Client validation #49
Conversation
In light of discussion in slack, the problem here is that the validation is based on the *negotiated* version. Validation needs to be based on the client's *selected* version. I've also moved text about validating lack of support for the original version to the incompatible VN section, alongside a reminder to validate connection IDs. Security does depend on this, but the client ignores these bad VN packets. That provides more effective defense against attack than what was proposed.

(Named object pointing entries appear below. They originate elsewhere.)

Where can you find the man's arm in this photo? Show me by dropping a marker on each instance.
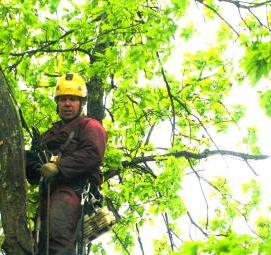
(89, 153)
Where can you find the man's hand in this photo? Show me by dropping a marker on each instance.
(49, 169)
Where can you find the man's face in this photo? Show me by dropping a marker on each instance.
(68, 107)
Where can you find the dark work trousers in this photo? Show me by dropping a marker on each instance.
(64, 214)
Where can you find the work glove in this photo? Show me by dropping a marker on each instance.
(50, 169)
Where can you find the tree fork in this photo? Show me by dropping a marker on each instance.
(13, 196)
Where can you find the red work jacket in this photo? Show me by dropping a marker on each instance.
(83, 156)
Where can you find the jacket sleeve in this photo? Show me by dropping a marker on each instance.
(32, 167)
(89, 152)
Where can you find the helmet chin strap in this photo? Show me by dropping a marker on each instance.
(78, 113)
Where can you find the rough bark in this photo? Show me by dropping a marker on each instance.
(13, 196)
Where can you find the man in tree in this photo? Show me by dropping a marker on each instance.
(76, 146)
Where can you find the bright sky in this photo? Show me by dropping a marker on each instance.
(236, 171)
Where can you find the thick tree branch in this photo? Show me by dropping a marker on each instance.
(218, 14)
(188, 154)
(246, 5)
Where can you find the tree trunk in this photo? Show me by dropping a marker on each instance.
(18, 240)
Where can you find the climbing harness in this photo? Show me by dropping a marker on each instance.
(95, 220)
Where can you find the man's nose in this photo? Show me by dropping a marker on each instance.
(67, 101)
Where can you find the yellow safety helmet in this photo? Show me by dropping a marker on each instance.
(71, 84)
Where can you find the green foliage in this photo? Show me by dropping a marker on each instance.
(127, 46)
(256, 61)
(265, 102)
(251, 140)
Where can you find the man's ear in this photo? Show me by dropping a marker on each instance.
(83, 101)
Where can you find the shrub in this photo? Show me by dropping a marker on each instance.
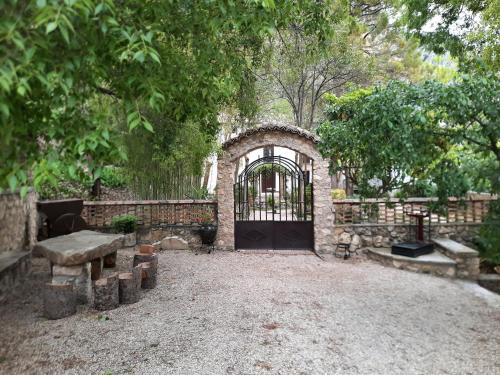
(338, 194)
(113, 177)
(124, 223)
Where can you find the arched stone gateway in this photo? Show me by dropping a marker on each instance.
(288, 137)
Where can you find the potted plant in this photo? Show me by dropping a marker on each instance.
(208, 229)
(125, 224)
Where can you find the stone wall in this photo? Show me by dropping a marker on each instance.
(383, 235)
(18, 222)
(18, 232)
(289, 137)
(155, 234)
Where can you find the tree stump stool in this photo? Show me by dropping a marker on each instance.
(149, 273)
(148, 276)
(128, 291)
(106, 293)
(59, 301)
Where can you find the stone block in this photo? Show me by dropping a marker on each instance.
(345, 238)
(72, 271)
(174, 243)
(356, 242)
(378, 241)
(82, 284)
(129, 240)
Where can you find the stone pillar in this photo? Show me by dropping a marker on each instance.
(79, 276)
(225, 203)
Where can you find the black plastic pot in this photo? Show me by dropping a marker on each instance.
(208, 233)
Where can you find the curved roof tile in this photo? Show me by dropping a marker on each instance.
(269, 128)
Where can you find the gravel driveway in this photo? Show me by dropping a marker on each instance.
(232, 313)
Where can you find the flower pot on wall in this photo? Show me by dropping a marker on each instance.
(129, 240)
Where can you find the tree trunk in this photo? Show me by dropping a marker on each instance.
(128, 291)
(59, 301)
(106, 293)
(206, 176)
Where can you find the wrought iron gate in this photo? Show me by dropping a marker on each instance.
(273, 206)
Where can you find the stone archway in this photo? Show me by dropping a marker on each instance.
(281, 136)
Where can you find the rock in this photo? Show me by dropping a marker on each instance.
(174, 243)
(378, 241)
(79, 247)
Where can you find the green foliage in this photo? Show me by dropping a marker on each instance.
(402, 133)
(124, 223)
(167, 164)
(59, 184)
(69, 69)
(114, 177)
(338, 194)
(467, 29)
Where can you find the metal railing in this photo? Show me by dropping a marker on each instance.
(150, 213)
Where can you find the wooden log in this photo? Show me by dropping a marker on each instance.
(137, 272)
(59, 301)
(150, 282)
(106, 293)
(95, 269)
(110, 260)
(148, 276)
(128, 291)
(143, 258)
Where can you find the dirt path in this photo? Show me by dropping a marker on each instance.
(231, 313)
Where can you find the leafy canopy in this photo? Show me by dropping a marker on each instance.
(401, 133)
(59, 59)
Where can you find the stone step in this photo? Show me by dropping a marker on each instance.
(434, 263)
(455, 248)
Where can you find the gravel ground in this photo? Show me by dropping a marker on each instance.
(232, 313)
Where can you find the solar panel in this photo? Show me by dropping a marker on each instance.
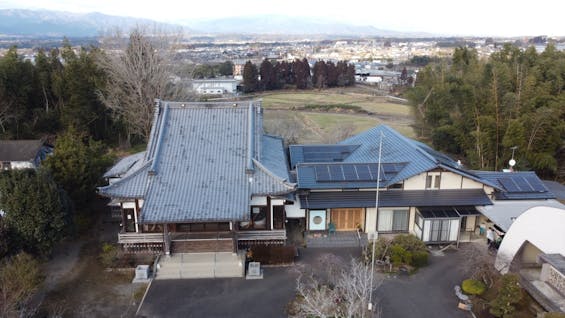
(322, 173)
(467, 210)
(536, 184)
(523, 184)
(336, 174)
(509, 185)
(363, 173)
(349, 172)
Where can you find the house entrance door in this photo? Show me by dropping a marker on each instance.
(347, 219)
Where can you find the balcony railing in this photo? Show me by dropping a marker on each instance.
(261, 235)
(134, 238)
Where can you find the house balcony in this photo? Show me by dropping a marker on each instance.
(132, 242)
(202, 242)
(135, 238)
(254, 237)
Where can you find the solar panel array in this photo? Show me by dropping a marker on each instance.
(447, 212)
(351, 172)
(325, 153)
(522, 184)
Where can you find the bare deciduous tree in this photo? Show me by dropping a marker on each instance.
(340, 132)
(479, 263)
(342, 290)
(139, 69)
(19, 279)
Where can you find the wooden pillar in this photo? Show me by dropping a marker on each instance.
(269, 220)
(123, 229)
(166, 239)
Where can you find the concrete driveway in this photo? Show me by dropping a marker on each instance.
(428, 293)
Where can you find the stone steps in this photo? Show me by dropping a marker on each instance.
(200, 265)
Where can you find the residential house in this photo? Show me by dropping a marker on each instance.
(23, 154)
(420, 191)
(209, 181)
(215, 86)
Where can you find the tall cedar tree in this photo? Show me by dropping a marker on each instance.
(320, 74)
(301, 70)
(332, 74)
(250, 80)
(35, 210)
(77, 165)
(478, 110)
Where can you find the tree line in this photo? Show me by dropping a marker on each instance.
(272, 76)
(486, 110)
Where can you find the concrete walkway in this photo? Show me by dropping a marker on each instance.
(201, 265)
(337, 239)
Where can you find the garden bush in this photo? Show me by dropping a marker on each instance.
(109, 254)
(273, 254)
(402, 249)
(398, 255)
(419, 259)
(409, 242)
(509, 293)
(473, 287)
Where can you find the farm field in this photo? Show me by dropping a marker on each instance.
(331, 115)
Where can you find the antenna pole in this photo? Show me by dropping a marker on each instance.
(370, 306)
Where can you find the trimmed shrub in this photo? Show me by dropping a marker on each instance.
(419, 259)
(409, 242)
(273, 254)
(398, 255)
(381, 249)
(109, 255)
(508, 294)
(473, 287)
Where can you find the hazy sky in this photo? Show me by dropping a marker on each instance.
(475, 17)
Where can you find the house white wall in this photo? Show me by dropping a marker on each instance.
(22, 165)
(449, 180)
(541, 226)
(260, 200)
(370, 220)
(215, 86)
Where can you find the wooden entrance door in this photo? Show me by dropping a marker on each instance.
(347, 219)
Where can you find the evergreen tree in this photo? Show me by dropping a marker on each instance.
(332, 74)
(77, 165)
(302, 75)
(320, 74)
(35, 211)
(250, 80)
(226, 68)
(268, 76)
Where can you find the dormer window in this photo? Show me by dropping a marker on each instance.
(433, 181)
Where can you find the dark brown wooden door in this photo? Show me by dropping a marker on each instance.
(347, 219)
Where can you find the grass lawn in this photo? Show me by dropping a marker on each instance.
(303, 113)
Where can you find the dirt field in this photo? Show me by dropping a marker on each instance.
(78, 285)
(331, 115)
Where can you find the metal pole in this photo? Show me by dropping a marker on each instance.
(370, 306)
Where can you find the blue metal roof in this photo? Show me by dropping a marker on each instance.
(132, 186)
(273, 156)
(522, 185)
(394, 198)
(346, 175)
(395, 148)
(319, 153)
(126, 165)
(198, 165)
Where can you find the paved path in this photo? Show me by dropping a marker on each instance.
(427, 293)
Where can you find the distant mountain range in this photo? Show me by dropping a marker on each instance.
(277, 25)
(58, 23)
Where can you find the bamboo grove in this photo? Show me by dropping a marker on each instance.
(480, 110)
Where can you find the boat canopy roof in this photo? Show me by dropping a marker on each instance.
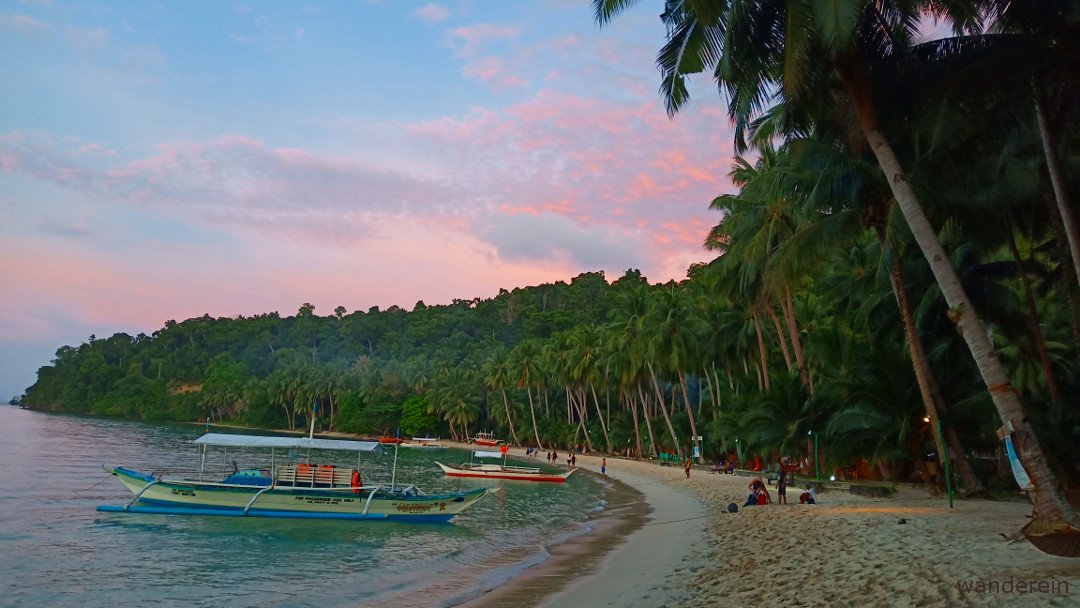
(227, 440)
(485, 454)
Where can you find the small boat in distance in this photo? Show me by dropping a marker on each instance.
(501, 471)
(275, 487)
(423, 443)
(486, 440)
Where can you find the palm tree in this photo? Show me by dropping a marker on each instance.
(847, 50)
(526, 375)
(497, 376)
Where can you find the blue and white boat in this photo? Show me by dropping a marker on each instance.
(282, 488)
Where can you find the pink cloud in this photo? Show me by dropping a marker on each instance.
(494, 71)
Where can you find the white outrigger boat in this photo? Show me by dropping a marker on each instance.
(422, 443)
(286, 489)
(501, 471)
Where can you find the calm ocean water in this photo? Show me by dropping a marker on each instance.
(56, 550)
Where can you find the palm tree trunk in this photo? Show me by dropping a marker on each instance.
(928, 384)
(1070, 295)
(648, 423)
(1033, 319)
(510, 421)
(532, 413)
(689, 410)
(599, 416)
(663, 408)
(1058, 184)
(780, 333)
(1050, 502)
(629, 400)
(788, 309)
(760, 348)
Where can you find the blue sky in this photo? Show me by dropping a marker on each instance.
(161, 161)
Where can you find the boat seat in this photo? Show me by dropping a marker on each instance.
(322, 475)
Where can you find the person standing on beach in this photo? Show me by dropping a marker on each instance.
(782, 483)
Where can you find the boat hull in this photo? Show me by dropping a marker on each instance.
(495, 472)
(210, 498)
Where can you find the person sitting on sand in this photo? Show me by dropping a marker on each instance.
(758, 494)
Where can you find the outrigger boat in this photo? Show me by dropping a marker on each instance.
(423, 443)
(486, 440)
(284, 489)
(500, 471)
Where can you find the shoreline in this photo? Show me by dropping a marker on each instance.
(628, 557)
(909, 550)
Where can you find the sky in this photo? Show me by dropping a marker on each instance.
(163, 161)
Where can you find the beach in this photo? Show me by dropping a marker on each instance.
(908, 550)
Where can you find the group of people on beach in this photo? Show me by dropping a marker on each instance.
(759, 492)
(571, 458)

| @@ -28,6 +28,9 @@ author: | |||
| organization: Mozilla | |||
| email: ekr@rtfm.com | |||
|
|
|||
| normative: | |||
There was a problem hiding this comment.
Out of curiosity, does a syntax like {{Section 6 of !RFC8999}} not work?
There was a problem hiding this comment.
It didn't when I last touched that code.
| `VERSION_NEGOTIATION_ERROR`. This connection closure prevents an attacker from | ||
| being able to use forged Version Negotiation packets to force a version | ||
| downgrade. | ||
| The client MUST validate the server `Other Versions` field by confirming that it |
There was a problem hiding this comment.
This requirement only applies to clients that have reacted to a VN packet right? What validation MUST a client do if this connection didn't involve a VN packet? (in other words, why drop the "If a client has reacted to a Version Negotiation packet," part?)
There was a problem hiding this comment.
Why shouldn't the client do the same validation during compatible version negotiation?
There was a problem hiding this comment.
There are ways in which the two are different, so I think David is right here.
Let's say that there are two groups of versions, the versions in each group compatible with each other, but incompatible with the versions in the other group. The client prefers a version in the first group, but the client also knows that the versions in the first group are not widely implemented. As the client doesn't like the added latency of version negotiation, it chooses the second group, which contains a version that is totally OK. However, if it gets a Version Negotiation packet as a result, it will happily switch to the first group.
So yeah, let's go with the "if VN" condition.
Co-authored-by: David Schinazi <DavidSchinazi@users.noreply.github.com>
In light of discussion in slack, the problem here is that the validation
is based on the negotiated version. Validation needs to be based on
the client's selected version.
I've also moved text about validating lack of support for the original
version to the incompatible VN section, alongside a reminder to validate
connection IDs. Security does depend on this, but the client ignores
these bad VN packets. That provides more effective defense against
attack than what was here originally.